Heads up: This column involves the free discussion of the workings of the female body, which some of you might feel squeamish about. That’s the point: Society, as a whole, does too, which is why we have to have our own discussions. The spell check on my Mac wouldn’t spell out the word menstruation, although there was a blood emoji available. Sigh.

Normalizing aging and what it does to our bodies will only happen when we actually talk about it — and when we stop talking about it like we’re ashamed of it. Diane McGowan, who grew up in Baltimore and now lives in Queen Anne’s County, is the “oldest in my core group of friends having gone through menopause first. But it was like a forbidden conversation. No one easily talks about it. They looked at me funny in 2020 when I’d reached the full year mark of not having a period and wanted to celebrate it.”
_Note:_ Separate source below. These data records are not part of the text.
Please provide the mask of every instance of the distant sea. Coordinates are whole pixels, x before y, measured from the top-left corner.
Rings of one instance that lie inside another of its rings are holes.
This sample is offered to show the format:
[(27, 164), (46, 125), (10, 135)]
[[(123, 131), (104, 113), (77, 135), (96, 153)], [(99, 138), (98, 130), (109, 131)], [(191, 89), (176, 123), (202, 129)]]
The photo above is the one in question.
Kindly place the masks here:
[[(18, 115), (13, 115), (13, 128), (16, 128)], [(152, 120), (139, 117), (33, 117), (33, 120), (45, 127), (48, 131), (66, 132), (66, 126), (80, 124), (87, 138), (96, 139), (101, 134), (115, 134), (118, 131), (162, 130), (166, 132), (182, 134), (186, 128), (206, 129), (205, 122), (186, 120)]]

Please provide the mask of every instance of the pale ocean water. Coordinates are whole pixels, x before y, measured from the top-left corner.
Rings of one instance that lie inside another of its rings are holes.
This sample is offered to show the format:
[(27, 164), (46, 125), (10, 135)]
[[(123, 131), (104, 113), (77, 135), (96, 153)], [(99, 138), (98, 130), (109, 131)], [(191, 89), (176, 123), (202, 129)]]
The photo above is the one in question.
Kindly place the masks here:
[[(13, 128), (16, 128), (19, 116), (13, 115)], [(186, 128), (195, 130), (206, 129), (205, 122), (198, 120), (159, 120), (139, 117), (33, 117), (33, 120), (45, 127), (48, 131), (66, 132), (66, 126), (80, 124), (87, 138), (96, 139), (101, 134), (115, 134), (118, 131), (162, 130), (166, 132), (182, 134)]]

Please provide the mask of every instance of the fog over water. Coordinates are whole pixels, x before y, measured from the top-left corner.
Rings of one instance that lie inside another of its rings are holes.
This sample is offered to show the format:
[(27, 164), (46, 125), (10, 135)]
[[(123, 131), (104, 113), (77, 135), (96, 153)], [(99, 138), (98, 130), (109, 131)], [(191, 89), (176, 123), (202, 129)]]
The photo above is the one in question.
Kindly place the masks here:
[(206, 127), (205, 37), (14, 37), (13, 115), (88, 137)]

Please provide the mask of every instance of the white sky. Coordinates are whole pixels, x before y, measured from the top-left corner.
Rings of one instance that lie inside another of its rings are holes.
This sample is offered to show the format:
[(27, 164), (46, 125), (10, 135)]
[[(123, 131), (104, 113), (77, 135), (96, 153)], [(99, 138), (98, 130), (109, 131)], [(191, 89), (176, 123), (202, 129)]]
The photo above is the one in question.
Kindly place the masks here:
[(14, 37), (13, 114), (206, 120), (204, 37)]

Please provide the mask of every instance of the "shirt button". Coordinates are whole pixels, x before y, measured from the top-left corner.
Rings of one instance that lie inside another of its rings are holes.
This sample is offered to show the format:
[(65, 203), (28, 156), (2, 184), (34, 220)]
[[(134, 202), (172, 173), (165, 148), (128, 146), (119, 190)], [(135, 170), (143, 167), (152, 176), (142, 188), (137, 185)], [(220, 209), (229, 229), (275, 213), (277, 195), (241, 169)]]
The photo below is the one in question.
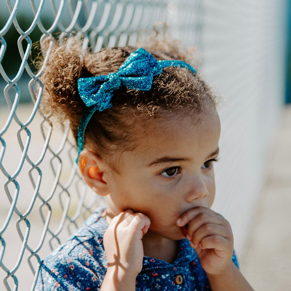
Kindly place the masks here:
[(181, 275), (177, 275), (175, 278), (175, 282), (178, 285), (181, 285), (183, 282), (183, 277)]

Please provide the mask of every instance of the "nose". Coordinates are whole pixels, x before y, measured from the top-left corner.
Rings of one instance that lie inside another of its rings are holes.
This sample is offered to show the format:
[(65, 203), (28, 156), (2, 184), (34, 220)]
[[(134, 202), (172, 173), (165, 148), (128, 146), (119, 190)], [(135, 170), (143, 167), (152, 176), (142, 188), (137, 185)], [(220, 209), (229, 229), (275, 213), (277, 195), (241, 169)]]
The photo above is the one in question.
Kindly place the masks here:
[(187, 202), (191, 202), (194, 200), (203, 198), (208, 196), (209, 192), (205, 181), (202, 177), (196, 176), (192, 179), (191, 184), (186, 196)]

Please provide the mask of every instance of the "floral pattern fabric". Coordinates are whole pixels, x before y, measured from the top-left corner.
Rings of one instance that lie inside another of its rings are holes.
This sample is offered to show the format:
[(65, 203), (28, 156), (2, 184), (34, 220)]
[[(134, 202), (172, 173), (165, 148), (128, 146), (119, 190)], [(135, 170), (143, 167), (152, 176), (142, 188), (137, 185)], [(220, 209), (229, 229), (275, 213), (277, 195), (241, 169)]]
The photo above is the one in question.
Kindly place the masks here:
[[(42, 261), (35, 290), (80, 291), (99, 290), (107, 262), (103, 237), (108, 224), (99, 209), (82, 228)], [(136, 278), (137, 291), (208, 291), (210, 286), (195, 250), (186, 239), (179, 241), (179, 250), (173, 264), (144, 258)], [(235, 255), (232, 260), (238, 266)]]

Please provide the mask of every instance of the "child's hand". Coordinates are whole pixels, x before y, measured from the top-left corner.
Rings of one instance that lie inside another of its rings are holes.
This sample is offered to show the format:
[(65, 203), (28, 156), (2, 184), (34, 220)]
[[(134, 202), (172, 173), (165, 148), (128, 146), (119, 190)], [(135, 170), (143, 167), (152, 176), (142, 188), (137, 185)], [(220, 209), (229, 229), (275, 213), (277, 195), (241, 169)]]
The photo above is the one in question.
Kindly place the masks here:
[(217, 275), (226, 271), (233, 252), (233, 236), (228, 222), (206, 207), (190, 209), (180, 218), (177, 225), (185, 235), (187, 233), (206, 273)]
[(143, 267), (142, 239), (150, 224), (147, 217), (131, 210), (121, 212), (113, 219), (103, 239), (108, 272), (111, 270), (112, 275), (118, 273), (123, 280), (132, 277), (135, 282)]

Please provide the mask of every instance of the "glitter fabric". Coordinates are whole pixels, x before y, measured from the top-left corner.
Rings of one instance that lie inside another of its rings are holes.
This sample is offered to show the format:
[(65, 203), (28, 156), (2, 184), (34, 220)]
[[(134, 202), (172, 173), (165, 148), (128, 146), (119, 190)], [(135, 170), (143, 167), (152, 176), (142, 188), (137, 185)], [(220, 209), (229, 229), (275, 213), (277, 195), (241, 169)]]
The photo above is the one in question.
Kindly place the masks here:
[(78, 80), (79, 95), (87, 108), (78, 128), (77, 162), (83, 149), (85, 130), (90, 119), (96, 110), (102, 111), (112, 107), (110, 100), (114, 92), (122, 87), (149, 91), (153, 77), (162, 73), (163, 68), (170, 66), (185, 67), (196, 74), (194, 68), (184, 62), (157, 61), (149, 52), (140, 48), (129, 55), (116, 73)]

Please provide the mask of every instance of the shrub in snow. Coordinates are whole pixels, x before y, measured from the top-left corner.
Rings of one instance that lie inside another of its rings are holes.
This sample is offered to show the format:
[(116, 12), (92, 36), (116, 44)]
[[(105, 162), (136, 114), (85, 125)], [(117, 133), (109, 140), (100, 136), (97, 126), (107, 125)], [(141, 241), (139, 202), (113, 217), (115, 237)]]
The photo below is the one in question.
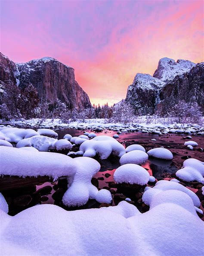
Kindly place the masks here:
[(199, 207), (200, 200), (197, 195), (192, 191), (179, 183), (171, 182), (165, 180), (158, 181), (154, 187), (150, 188), (149, 189), (145, 191), (142, 195), (142, 201), (148, 205), (150, 205), (151, 202), (155, 195), (162, 191), (172, 190), (179, 190), (185, 193), (191, 198), (194, 205), (197, 207)]
[(120, 157), (125, 153), (125, 148), (121, 144), (107, 136), (87, 140), (81, 144), (79, 150), (83, 152), (83, 157), (93, 157), (97, 154), (101, 159), (106, 159), (111, 154)]
[(158, 147), (149, 150), (147, 152), (149, 157), (164, 159), (165, 160), (171, 160), (173, 159), (173, 155), (170, 150), (166, 148)]
[(203, 223), (195, 214), (191, 199), (166, 191), (156, 195), (152, 204), (144, 214), (125, 201), (75, 211), (38, 205), (14, 216), (2, 211), (1, 253), (164, 256), (168, 252), (169, 256), (201, 256)]
[[(98, 191), (92, 184), (91, 180), (99, 171), (100, 166), (94, 159), (83, 157), (73, 159), (62, 154), (3, 146), (0, 146), (0, 152), (2, 167), (0, 175), (23, 177), (46, 176), (52, 177), (54, 180), (65, 176), (68, 185), (62, 198), (65, 205), (79, 206), (86, 204), (89, 198), (97, 200)], [(104, 193), (103, 197), (99, 196), (100, 201), (104, 198), (107, 202), (110, 196), (107, 193), (106, 195)]]
[(133, 150), (141, 150), (144, 152), (146, 152), (145, 148), (141, 145), (139, 145), (138, 144), (133, 144), (133, 145), (130, 145), (130, 146), (127, 147), (125, 149), (127, 153)]
[(141, 165), (148, 159), (148, 155), (141, 150), (133, 150), (122, 156), (120, 159), (121, 165), (127, 163)]
[(71, 149), (72, 145), (67, 140), (62, 139), (57, 141), (54, 144), (54, 147), (57, 150), (62, 150), (63, 149)]
[(195, 141), (186, 141), (184, 143), (184, 146), (192, 146), (192, 147), (197, 147), (198, 146), (198, 144)]
[(204, 184), (204, 162), (194, 158), (186, 159), (182, 168), (176, 173), (176, 175), (185, 181), (196, 180)]
[(46, 136), (51, 138), (57, 138), (58, 134), (56, 132), (49, 129), (38, 129), (37, 132), (40, 135)]
[(6, 146), (6, 147), (12, 147), (13, 145), (11, 143), (9, 142), (9, 141), (4, 141), (4, 140), (1, 140), (0, 139), (0, 146)]
[(17, 144), (16, 147), (19, 148), (24, 147), (33, 147), (39, 151), (47, 151), (49, 149), (55, 149), (55, 144), (57, 141), (57, 140), (53, 138), (37, 135), (20, 141)]
[(149, 174), (145, 168), (133, 163), (120, 166), (113, 175), (113, 179), (117, 183), (128, 183), (144, 185), (148, 182)]
[(68, 141), (70, 141), (72, 138), (72, 136), (70, 134), (65, 134), (64, 136), (63, 139), (66, 139), (66, 140), (68, 140)]

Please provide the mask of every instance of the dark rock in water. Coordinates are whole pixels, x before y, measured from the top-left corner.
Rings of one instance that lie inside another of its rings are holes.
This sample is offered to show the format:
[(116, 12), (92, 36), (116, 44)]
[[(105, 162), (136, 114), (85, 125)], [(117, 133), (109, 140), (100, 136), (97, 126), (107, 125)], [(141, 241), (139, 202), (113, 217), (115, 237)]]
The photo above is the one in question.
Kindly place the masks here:
[(105, 173), (105, 178), (108, 178), (108, 177), (110, 177), (110, 176), (111, 176), (111, 175), (110, 174), (110, 173)]
[(5, 197), (5, 200), (9, 205), (10, 205), (12, 203), (12, 198), (11, 197)]
[(204, 199), (204, 195), (203, 195), (202, 192), (202, 189), (200, 189), (198, 190), (198, 191), (195, 193), (196, 195), (197, 195), (201, 202)]
[(114, 189), (116, 189), (117, 188), (117, 184), (114, 181), (110, 181), (108, 182), (108, 186), (110, 188), (113, 188)]
[(41, 202), (46, 202), (46, 201), (47, 201), (49, 199), (49, 197), (46, 195), (43, 195), (43, 196), (41, 197)]
[(16, 206), (27, 206), (32, 201), (30, 195), (24, 195), (16, 197), (13, 199), (13, 204)]
[(138, 200), (139, 199), (142, 198), (142, 194), (140, 192), (138, 192), (135, 194), (135, 197), (136, 201)]
[(67, 178), (61, 178), (58, 179), (57, 185), (59, 188), (67, 188), (68, 182)]
[(59, 189), (56, 191), (52, 195), (53, 199), (56, 201), (61, 201), (62, 199), (63, 196), (65, 191), (63, 189)]
[(111, 206), (111, 205), (109, 204), (106, 204), (106, 203), (102, 203), (99, 206), (99, 208), (101, 208), (102, 207), (109, 207), (109, 206)]
[(57, 189), (58, 189), (59, 188), (59, 187), (58, 186), (56, 185), (56, 184), (53, 185), (53, 189), (54, 189), (54, 190), (55, 190), (55, 191), (56, 191), (56, 190), (57, 190)]
[(201, 184), (199, 184), (196, 186), (196, 189), (201, 189), (203, 187), (203, 185)]
[(103, 187), (103, 189), (107, 189), (107, 190), (110, 190), (110, 189), (111, 189), (109, 187)]
[(114, 190), (114, 189), (110, 189), (109, 191), (112, 195), (114, 195), (114, 194), (115, 194), (116, 193), (115, 191)]
[(134, 196), (136, 192), (139, 192), (142, 189), (144, 189), (145, 186), (145, 185), (141, 186), (123, 182), (117, 184), (117, 192), (125, 195), (128, 197), (131, 198)]
[(115, 205), (117, 205), (121, 201), (123, 201), (125, 200), (126, 198), (126, 196), (124, 195), (122, 195), (122, 194), (119, 194), (119, 193), (117, 193), (115, 194), (113, 197), (113, 202), (114, 202)]
[(96, 178), (94, 178), (94, 177), (92, 178), (92, 179), (91, 179), (91, 182), (94, 186), (96, 187), (96, 188), (99, 187), (99, 181)]
[(51, 186), (47, 186), (39, 189), (36, 193), (40, 193), (41, 195), (45, 195), (48, 194), (50, 194), (53, 188)]
[(181, 158), (182, 159), (188, 159), (189, 158), (191, 158), (191, 156), (183, 156), (183, 157), (181, 157)]

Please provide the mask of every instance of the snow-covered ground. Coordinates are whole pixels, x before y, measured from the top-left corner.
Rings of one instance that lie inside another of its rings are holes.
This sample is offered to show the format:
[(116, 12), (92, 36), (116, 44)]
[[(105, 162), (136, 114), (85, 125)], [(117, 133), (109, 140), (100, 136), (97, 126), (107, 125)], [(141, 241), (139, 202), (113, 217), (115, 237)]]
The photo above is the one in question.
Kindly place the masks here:
[[(89, 199), (95, 199), (108, 206), (112, 201), (110, 191), (99, 191), (91, 182), (100, 169), (99, 163), (93, 157), (98, 155), (103, 160), (114, 155), (121, 165), (114, 174), (116, 184), (145, 187), (141, 200), (149, 206), (149, 210), (142, 214), (128, 202), (131, 199), (126, 198), (127, 202), (122, 201), (117, 206), (105, 208), (101, 205), (99, 209), (74, 211), (54, 205), (37, 205), (12, 217), (8, 214), (7, 203), (0, 193), (2, 255), (202, 255), (204, 224), (196, 213), (203, 214), (199, 208), (200, 200), (179, 180), (196, 180), (202, 186), (204, 163), (188, 159), (176, 173), (178, 179), (156, 183), (154, 177), (139, 165), (148, 157), (163, 161), (172, 159), (173, 156), (170, 150), (158, 147), (147, 154), (138, 145), (125, 149), (117, 138), (97, 136), (95, 132), (105, 128), (115, 131), (119, 136), (124, 132), (135, 131), (202, 135), (203, 128), (161, 124), (124, 125), (89, 121), (69, 125), (60, 124), (56, 119), (41, 123), (39, 120), (33, 119), (23, 123), (40, 128), (37, 131), (1, 125), (0, 175), (46, 176), (54, 180), (65, 177), (68, 185), (63, 196), (64, 205), (81, 206)], [(63, 139), (58, 140), (57, 134), (48, 128), (60, 127), (83, 130), (84, 134), (75, 137), (66, 134)], [(196, 147), (197, 145), (191, 141), (190, 144)], [(191, 145), (187, 144), (183, 145), (184, 148)], [(68, 156), (70, 152), (67, 156), (45, 152), (53, 149), (69, 152), (76, 144), (79, 151), (74, 154), (81, 157), (72, 158)], [(151, 187), (148, 186), (149, 182), (156, 184)]]

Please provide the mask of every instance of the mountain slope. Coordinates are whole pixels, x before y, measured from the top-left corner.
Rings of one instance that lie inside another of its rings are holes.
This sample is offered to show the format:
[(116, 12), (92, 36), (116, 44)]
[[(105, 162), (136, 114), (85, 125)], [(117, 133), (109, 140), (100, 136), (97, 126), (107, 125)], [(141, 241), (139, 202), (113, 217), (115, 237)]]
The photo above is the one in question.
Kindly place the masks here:
[(153, 76), (137, 74), (127, 89), (125, 102), (139, 112), (152, 114), (158, 104), (167, 111), (179, 100), (196, 102), (203, 106), (204, 63), (168, 58), (161, 59)]
[[(3, 74), (1, 76), (3, 82), (6, 80), (9, 73), (14, 83), (20, 88), (31, 84), (37, 89), (40, 99), (51, 103), (59, 99), (70, 108), (91, 107), (87, 94), (75, 80), (72, 67), (50, 57), (14, 65), (2, 54), (0, 58), (4, 64), (2, 66), (1, 64), (0, 70)], [(6, 70), (9, 72), (6, 72)]]

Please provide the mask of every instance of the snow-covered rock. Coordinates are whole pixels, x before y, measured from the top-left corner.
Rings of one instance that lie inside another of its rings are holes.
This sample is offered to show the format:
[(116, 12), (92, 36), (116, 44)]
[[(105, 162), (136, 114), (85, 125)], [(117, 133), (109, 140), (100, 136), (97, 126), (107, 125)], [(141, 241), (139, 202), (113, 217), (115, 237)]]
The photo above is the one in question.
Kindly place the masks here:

I think the shifting of the conversation starts with the gendered way we talk about aging. Hollander reminded me of the late former Sen. Bob Dole, who evoked the word “courage” in a 1998 commercial about erectile dysfunction. Meanwhile, Watts, who went into perimenopause in her late 30s, admitted worrying that “your career is over when your ovaries don’t work the way they used to.”

That attitude is, unfortunately, traditional, which is why projects such as “Our Bodies, Ourselves” felt so revolutionary as young kids (there is now a menopausal version). They were effective not just because of their scientific approach, but because they may have filled in information that our mothers may not have been comfortable talking about “because they may not have had the same resources, or the same level of candor we enjoy. We have no problem speaking out,” Blamphin said.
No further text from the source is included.